B. thuringiensis and M. abscessus coinfecting with P. aeruginosa in G. mellonella Kaplan – Meier survival curves. Thirty larvae (n = 30) of each condition were monitored from 12 h post-infection every 2 hours to verify their survival rates when M. abscessus rough (R) and smooth (S) morphotypes (10⁴ CFU/larva) or B. thuringiensis (10⁵ CFU/larva) was coinfected with P. aeruginosa PAO1 and PAET1 at different concentrations. Phosphate buffered saline (PBS) was used as safe survival control.
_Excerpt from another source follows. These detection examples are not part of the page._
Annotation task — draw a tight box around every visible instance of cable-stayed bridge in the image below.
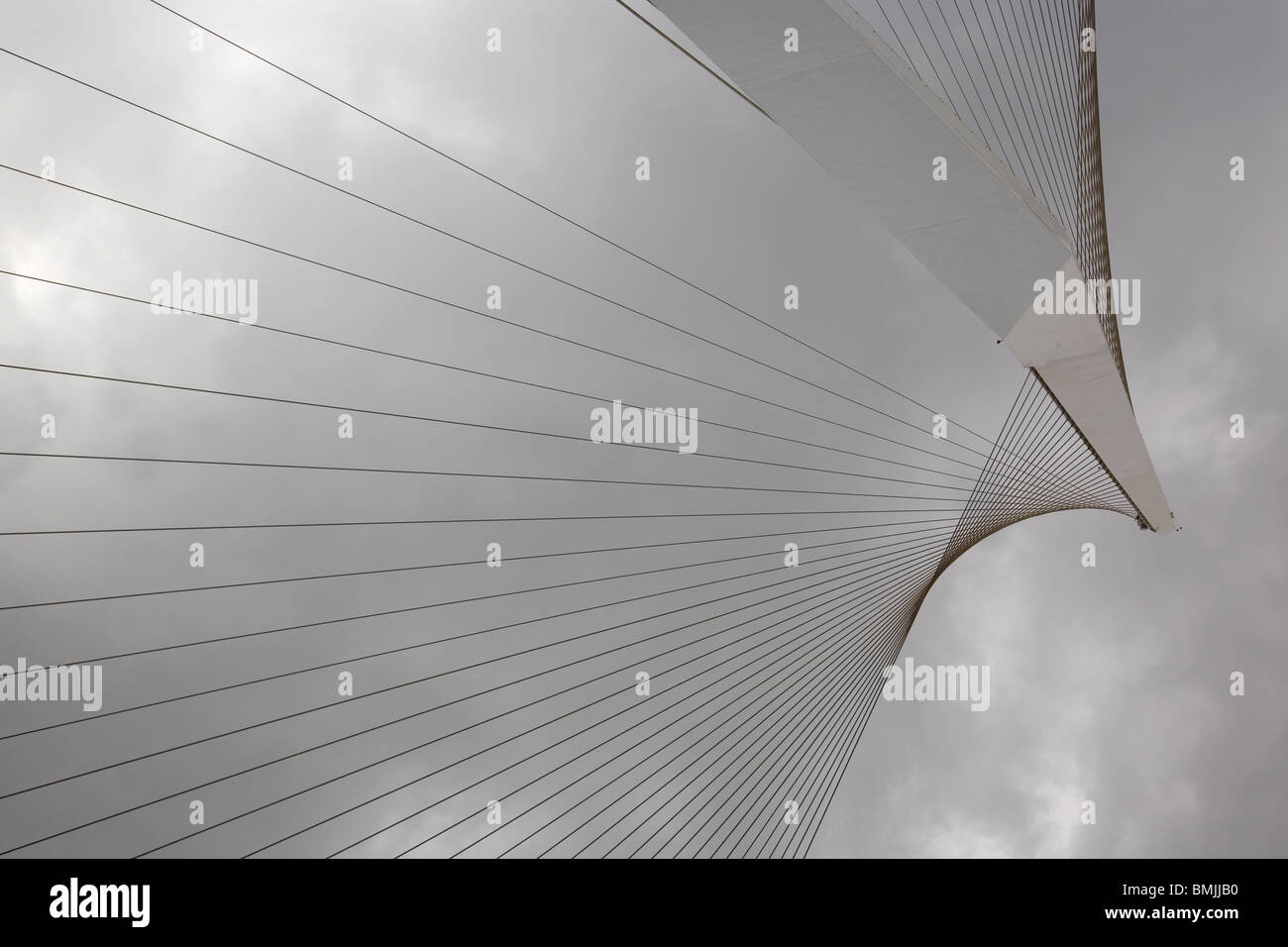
[0,0,1175,857]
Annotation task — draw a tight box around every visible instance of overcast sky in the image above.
[0,0,1288,856]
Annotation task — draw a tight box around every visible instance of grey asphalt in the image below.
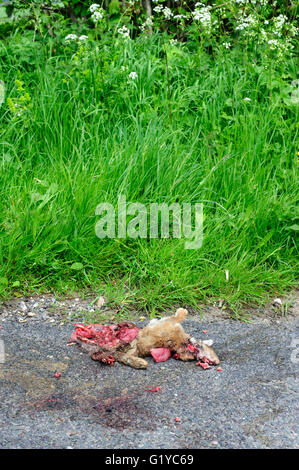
[0,317,299,449]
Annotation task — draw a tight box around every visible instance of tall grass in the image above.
[0,33,298,311]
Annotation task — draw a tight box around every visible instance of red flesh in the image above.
[150,348,171,362]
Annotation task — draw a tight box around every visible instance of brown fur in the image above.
[80,308,219,369]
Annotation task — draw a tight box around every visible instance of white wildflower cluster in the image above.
[64,34,78,43]
[64,34,88,43]
[236,15,258,33]
[117,25,130,39]
[173,15,188,23]
[154,5,173,20]
[163,7,173,20]
[129,72,138,80]
[154,5,164,13]
[89,3,105,23]
[235,0,268,6]
[89,3,101,13]
[140,16,154,33]
[258,15,297,59]
[192,3,212,31]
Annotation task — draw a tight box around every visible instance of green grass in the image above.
[0,33,298,312]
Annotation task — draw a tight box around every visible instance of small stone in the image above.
[96,295,106,308]
[20,301,28,312]
[27,312,36,317]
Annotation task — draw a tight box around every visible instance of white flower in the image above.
[91,8,105,23]
[89,3,100,13]
[117,25,130,38]
[129,72,138,80]
[163,7,173,20]
[154,5,163,13]
[140,16,154,33]
[64,34,78,42]
[192,3,212,30]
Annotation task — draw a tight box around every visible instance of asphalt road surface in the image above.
[0,306,299,449]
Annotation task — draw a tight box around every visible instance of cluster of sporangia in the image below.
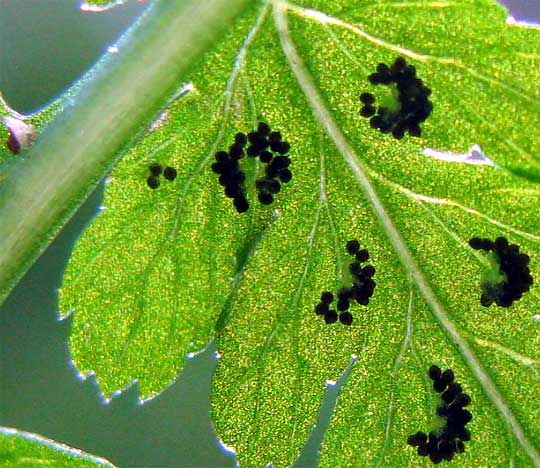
[212,122,292,213]
[407,366,472,464]
[146,163,176,189]
[469,237,533,307]
[315,240,375,325]
[360,57,433,140]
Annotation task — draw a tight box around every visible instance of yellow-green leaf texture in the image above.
[62,0,540,468]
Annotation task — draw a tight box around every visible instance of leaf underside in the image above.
[61,0,540,467]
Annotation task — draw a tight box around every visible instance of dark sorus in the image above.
[469,237,533,307]
[407,366,473,465]
[212,122,292,213]
[315,239,375,325]
[360,57,433,140]
[146,163,177,189]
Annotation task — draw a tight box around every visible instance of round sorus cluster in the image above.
[146,163,177,189]
[247,122,292,205]
[407,366,472,464]
[212,133,249,213]
[469,237,533,307]
[315,240,375,325]
[212,122,292,213]
[360,57,433,140]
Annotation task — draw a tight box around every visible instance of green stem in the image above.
[0,0,249,303]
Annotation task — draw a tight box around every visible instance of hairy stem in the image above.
[0,0,249,302]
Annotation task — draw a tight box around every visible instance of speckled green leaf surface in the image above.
[0,428,114,468]
[62,0,540,468]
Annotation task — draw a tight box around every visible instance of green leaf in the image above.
[0,0,251,306]
[62,0,540,467]
[0,427,114,468]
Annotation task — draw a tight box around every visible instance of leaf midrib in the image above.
[272,0,540,468]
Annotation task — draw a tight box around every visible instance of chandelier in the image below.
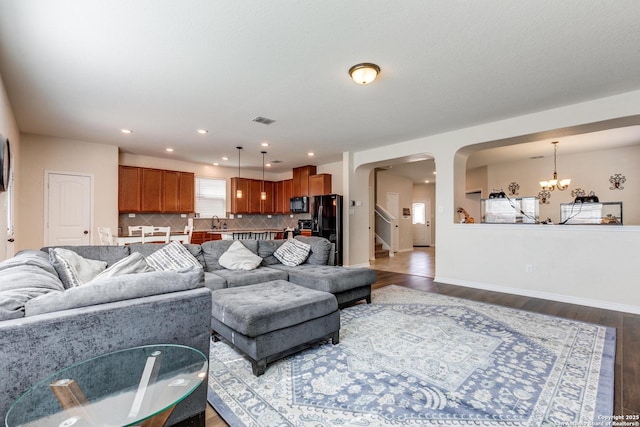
[540,141,571,191]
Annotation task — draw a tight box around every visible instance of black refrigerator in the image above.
[311,194,343,265]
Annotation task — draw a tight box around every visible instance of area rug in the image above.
[208,285,616,427]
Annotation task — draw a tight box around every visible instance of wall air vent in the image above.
[251,116,275,125]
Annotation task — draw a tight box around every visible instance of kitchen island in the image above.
[191,228,283,244]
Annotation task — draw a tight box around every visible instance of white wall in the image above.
[345,91,640,313]
[0,77,20,260]
[16,134,118,250]
[485,144,640,225]
[413,184,436,246]
[376,170,413,252]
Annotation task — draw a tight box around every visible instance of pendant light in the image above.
[236,147,242,199]
[260,151,267,200]
[540,141,571,191]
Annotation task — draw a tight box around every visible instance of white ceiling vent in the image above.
[252,116,275,125]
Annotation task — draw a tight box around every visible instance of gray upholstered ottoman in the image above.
[211,280,340,376]
[270,264,377,307]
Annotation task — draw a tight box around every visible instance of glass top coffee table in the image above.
[5,345,208,427]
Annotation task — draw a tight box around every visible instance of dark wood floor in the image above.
[206,270,640,427]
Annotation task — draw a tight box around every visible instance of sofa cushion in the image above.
[41,245,131,267]
[128,243,205,267]
[211,280,338,337]
[200,240,258,271]
[0,250,64,320]
[49,248,107,289]
[147,241,202,271]
[273,239,311,267]
[271,264,376,294]
[93,252,154,280]
[204,271,227,291]
[25,266,203,316]
[258,240,286,266]
[218,240,262,270]
[211,267,289,288]
[295,236,332,265]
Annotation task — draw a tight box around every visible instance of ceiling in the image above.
[0,0,640,176]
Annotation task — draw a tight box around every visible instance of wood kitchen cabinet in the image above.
[309,173,331,196]
[178,172,196,213]
[231,178,274,214]
[162,171,196,213]
[260,181,276,214]
[291,165,316,197]
[118,166,195,213]
[230,178,249,214]
[140,168,164,212]
[274,179,293,214]
[118,166,142,212]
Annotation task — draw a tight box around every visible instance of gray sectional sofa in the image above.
[0,236,376,425]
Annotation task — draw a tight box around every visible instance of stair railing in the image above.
[374,204,395,256]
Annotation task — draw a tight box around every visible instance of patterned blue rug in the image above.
[208,286,616,427]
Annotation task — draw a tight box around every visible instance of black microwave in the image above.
[289,196,309,213]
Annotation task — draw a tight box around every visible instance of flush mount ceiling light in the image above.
[236,147,242,199]
[540,141,571,191]
[349,62,380,85]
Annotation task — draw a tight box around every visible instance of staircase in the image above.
[375,243,389,259]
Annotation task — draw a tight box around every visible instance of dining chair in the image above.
[142,226,171,243]
[129,225,144,236]
[233,231,253,240]
[98,227,115,246]
[182,225,193,244]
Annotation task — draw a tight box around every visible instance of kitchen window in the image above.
[196,177,227,218]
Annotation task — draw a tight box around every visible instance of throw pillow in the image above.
[147,241,202,271]
[218,240,262,270]
[273,239,311,267]
[49,248,107,289]
[93,252,154,281]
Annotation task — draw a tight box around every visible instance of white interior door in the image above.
[44,172,92,246]
[386,192,400,252]
[411,200,431,246]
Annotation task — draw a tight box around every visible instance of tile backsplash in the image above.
[118,214,311,234]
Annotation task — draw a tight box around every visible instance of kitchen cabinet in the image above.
[273,179,293,214]
[247,179,262,214]
[291,165,316,197]
[118,166,142,212]
[231,178,278,214]
[178,172,196,213]
[260,181,276,214]
[191,231,222,245]
[230,178,249,214]
[140,168,163,212]
[118,166,195,213]
[309,173,331,196]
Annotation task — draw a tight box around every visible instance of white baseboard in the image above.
[433,275,640,314]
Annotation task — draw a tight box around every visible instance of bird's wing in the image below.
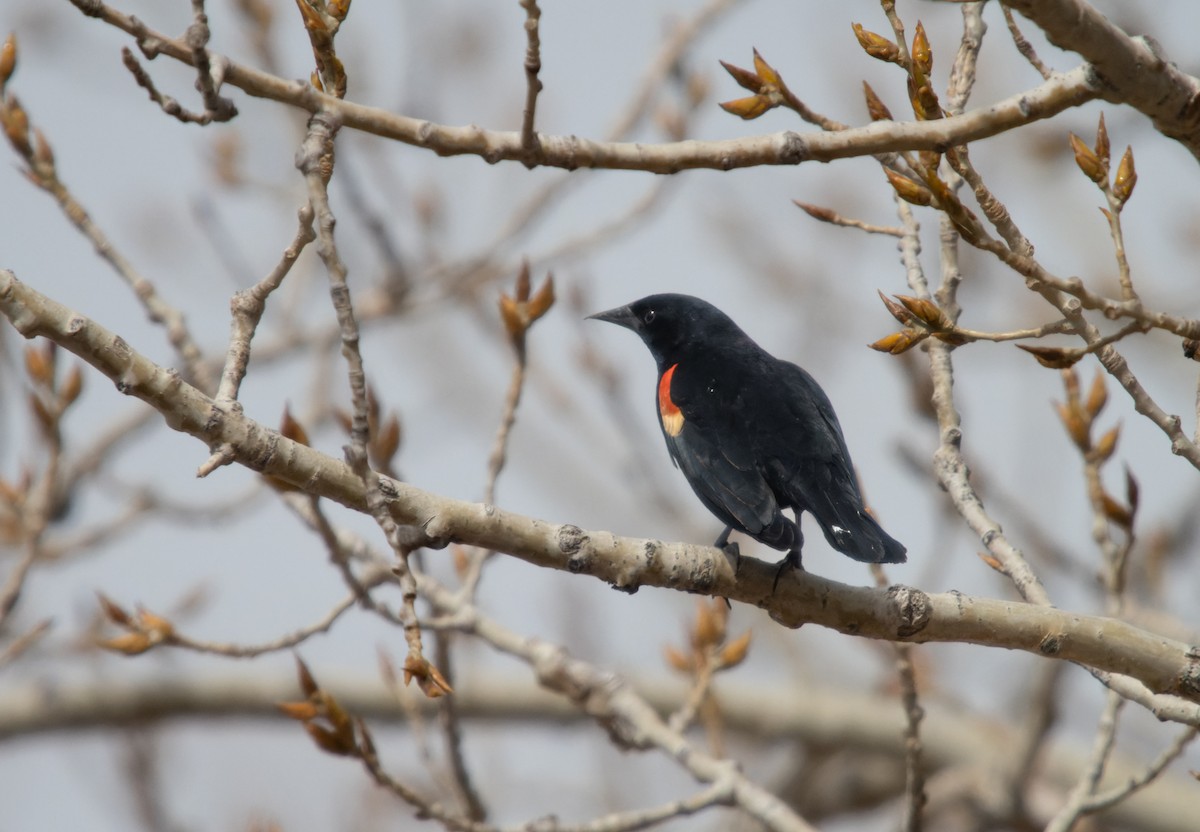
[754,361,863,523]
[659,367,780,534]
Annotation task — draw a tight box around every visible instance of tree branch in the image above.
[1004,0,1200,158]
[7,270,1200,710]
[63,0,1100,174]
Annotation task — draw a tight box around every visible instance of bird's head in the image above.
[588,294,745,365]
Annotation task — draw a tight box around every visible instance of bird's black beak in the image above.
[588,306,641,333]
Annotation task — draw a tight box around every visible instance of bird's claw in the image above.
[721,540,742,577]
[770,549,804,594]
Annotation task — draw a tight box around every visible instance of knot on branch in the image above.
[888,585,931,639]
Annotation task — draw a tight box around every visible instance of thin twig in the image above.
[521,0,541,155]
[1045,692,1124,832]
[1000,2,1054,80]
[792,199,904,237]
[216,203,317,405]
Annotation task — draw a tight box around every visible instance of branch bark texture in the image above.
[7,270,1200,710]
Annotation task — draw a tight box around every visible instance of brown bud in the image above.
[96,633,154,656]
[374,413,400,462]
[754,49,784,89]
[499,294,528,339]
[720,61,762,92]
[978,552,1008,575]
[0,95,34,158]
[718,630,750,668]
[1067,133,1108,184]
[883,168,934,205]
[0,32,17,95]
[850,23,900,64]
[1094,113,1111,169]
[404,654,454,699]
[896,294,952,330]
[138,609,175,644]
[792,199,838,222]
[280,405,308,445]
[326,0,350,20]
[354,717,378,760]
[1112,148,1138,205]
[866,329,929,355]
[863,80,892,121]
[912,20,934,77]
[719,95,774,121]
[275,700,320,722]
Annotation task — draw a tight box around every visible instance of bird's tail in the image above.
[818,508,908,563]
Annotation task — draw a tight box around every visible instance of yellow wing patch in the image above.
[659,364,683,436]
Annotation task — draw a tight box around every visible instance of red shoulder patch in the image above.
[659,364,683,436]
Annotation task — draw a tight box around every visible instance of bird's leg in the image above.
[713,526,742,577]
[770,526,804,594]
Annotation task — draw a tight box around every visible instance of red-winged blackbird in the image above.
[590,294,905,581]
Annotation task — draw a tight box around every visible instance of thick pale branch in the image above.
[7,270,1200,705]
[1004,0,1200,158]
[0,670,1195,832]
[63,0,1100,174]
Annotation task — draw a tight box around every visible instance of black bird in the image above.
[590,294,906,582]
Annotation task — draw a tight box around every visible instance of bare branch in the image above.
[60,0,1100,174]
[1006,0,1200,157]
[0,270,1200,724]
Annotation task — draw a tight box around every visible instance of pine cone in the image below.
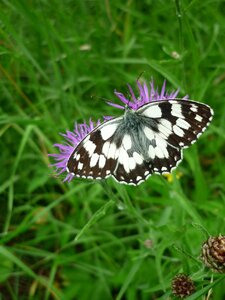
[201,235,225,273]
[172,274,195,298]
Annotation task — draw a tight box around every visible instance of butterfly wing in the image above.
[113,99,213,185]
[67,118,122,179]
[137,99,213,148]
[67,99,213,185]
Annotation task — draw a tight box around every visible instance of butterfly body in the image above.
[67,99,213,185]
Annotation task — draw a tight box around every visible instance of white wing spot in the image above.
[107,143,117,158]
[129,157,136,170]
[144,126,155,141]
[83,140,96,156]
[90,153,99,168]
[118,148,130,173]
[122,134,132,150]
[173,125,184,137]
[176,118,191,130]
[171,104,183,118]
[100,124,118,141]
[148,145,155,159]
[133,152,143,165]
[142,104,162,118]
[98,154,106,168]
[195,115,202,122]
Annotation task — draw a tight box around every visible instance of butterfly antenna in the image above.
[137,71,145,82]
[91,95,112,102]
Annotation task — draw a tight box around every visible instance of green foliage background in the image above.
[0,0,225,300]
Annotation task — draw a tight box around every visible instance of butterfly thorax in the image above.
[122,108,141,131]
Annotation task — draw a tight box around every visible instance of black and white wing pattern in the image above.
[67,99,213,185]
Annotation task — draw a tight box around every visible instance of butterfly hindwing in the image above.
[67,118,119,179]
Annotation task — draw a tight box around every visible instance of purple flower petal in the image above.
[111,80,188,110]
[49,117,103,181]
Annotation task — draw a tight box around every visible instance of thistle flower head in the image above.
[172,274,195,298]
[201,235,225,273]
[107,80,188,110]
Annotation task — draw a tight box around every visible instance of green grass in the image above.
[0,0,225,300]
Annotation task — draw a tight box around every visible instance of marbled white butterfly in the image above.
[67,99,213,185]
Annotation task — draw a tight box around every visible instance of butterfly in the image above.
[67,99,213,185]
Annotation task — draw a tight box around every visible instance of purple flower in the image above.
[49,80,188,181]
[49,118,101,181]
[107,80,188,110]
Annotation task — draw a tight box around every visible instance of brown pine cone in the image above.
[172,274,195,298]
[201,235,225,273]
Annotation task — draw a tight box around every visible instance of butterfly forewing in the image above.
[67,99,213,185]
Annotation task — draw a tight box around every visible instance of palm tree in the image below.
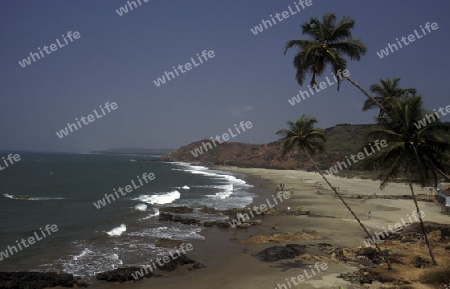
[363,77,416,116]
[366,94,450,265]
[284,13,384,110]
[276,115,392,270]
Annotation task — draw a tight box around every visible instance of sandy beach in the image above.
[91,167,450,289]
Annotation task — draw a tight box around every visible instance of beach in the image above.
[91,167,449,289]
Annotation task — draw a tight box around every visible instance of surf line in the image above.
[0,224,58,261]
[94,173,156,209]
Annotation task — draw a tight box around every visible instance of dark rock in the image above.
[216,222,230,229]
[181,218,200,225]
[414,256,430,268]
[159,212,173,221]
[0,272,76,289]
[96,267,149,283]
[159,206,194,214]
[155,238,183,249]
[252,244,306,262]
[189,262,206,271]
[441,227,450,241]
[159,212,200,225]
[158,254,195,271]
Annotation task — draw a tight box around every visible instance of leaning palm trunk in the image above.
[407,168,437,265]
[305,150,392,270]
[345,76,386,111]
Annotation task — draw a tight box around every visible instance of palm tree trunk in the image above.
[304,150,392,270]
[345,76,386,113]
[406,167,437,265]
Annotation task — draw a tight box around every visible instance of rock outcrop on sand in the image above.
[0,272,76,289]
[253,244,306,262]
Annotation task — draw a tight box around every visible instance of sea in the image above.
[0,152,256,278]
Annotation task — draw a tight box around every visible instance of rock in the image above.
[155,238,183,249]
[413,256,430,268]
[441,227,450,241]
[11,195,30,200]
[188,262,206,271]
[159,206,194,214]
[0,272,76,289]
[158,254,195,271]
[159,212,173,221]
[249,220,262,225]
[96,267,151,283]
[252,244,306,262]
[181,218,200,225]
[216,222,230,229]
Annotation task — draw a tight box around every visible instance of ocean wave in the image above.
[59,248,123,277]
[3,194,67,201]
[106,224,127,237]
[134,190,181,205]
[134,204,147,211]
[139,208,159,221]
[172,163,253,187]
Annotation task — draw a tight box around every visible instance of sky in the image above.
[0,0,450,152]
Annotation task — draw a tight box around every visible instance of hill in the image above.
[162,124,373,170]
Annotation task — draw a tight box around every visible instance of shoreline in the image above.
[10,166,449,289]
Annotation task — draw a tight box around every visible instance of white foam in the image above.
[106,224,127,236]
[134,190,181,205]
[3,194,66,201]
[140,208,163,221]
[206,191,233,200]
[129,225,205,240]
[134,204,147,211]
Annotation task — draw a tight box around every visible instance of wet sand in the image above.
[91,167,450,289]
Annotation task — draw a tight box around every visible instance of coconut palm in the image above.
[284,13,383,109]
[363,77,416,116]
[276,115,392,270]
[366,94,450,265]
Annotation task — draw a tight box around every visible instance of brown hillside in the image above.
[162,124,372,170]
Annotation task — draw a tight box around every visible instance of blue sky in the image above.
[0,0,450,152]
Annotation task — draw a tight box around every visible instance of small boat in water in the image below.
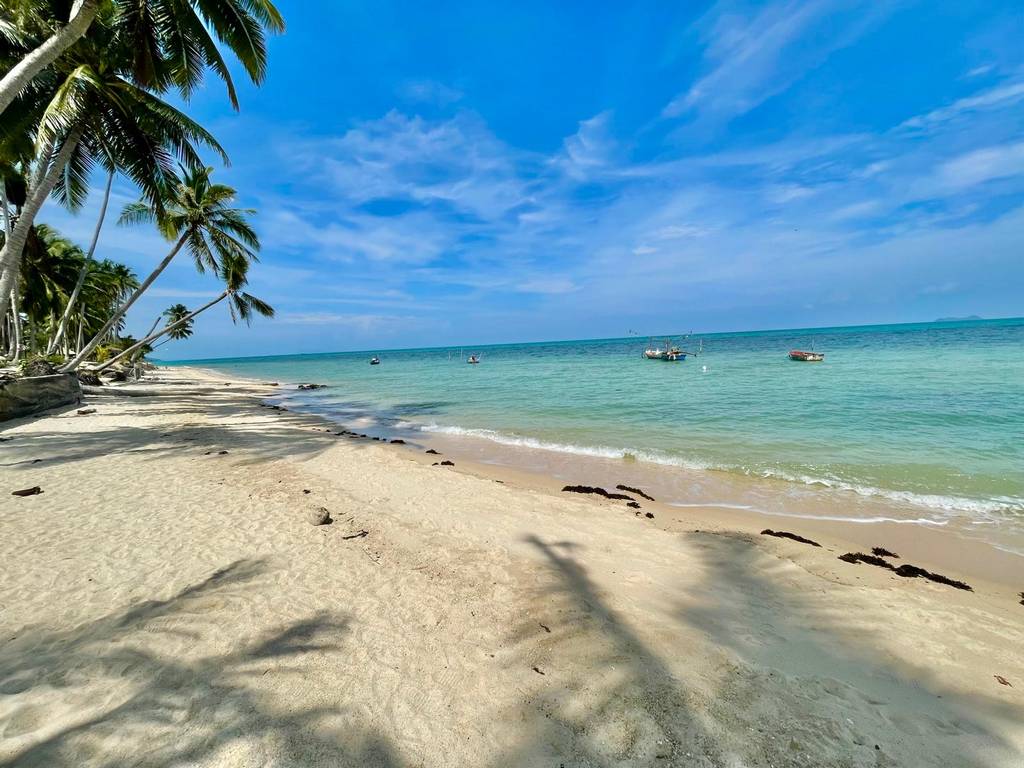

Data were analyzed by comparing the curves of individual P. aeruginosa infections with coinfection of M. abscessus plus P. aeruginosa at the same concentration using the Mantel‒Cox survival test; *, p < 0.05; **, p < 0.005.

Figure 5.

Expression of G. mellonella immune-relevant genes under different infection conditions. The fold changes indicate the number of times above or below the gene expression compared with the control (larvae infected with PBS) obtained by RT‒PCR analysis. Data are presented as the mean ± SD of the fold changes for each condition. Significant differences of individual B. thuringiensis and M. abscessus (R/S) infection vs coinfections were established using one-way ANOVA Tukey’s multiple comparisons test. *, p < 0.05; **, p < 0.01; **, p < 0.001; ****, p < 0.0001. Significant differences of individual P. aeruginosa (PAO1/PAET1) vs coinfections were established using one-way ANOVA Tukey’s multiple comparisons test. #, p < 0.05; ##, p < 0.01; ###, p < 0.001; ####, p < 0.0001. Apo III: Apolipophorin III, IMPI: insect metalloproteinase inhibitor, GST: glutathione S-transferase, NOX 4: NADPH oxidase, NOS: nitric oxide synthase.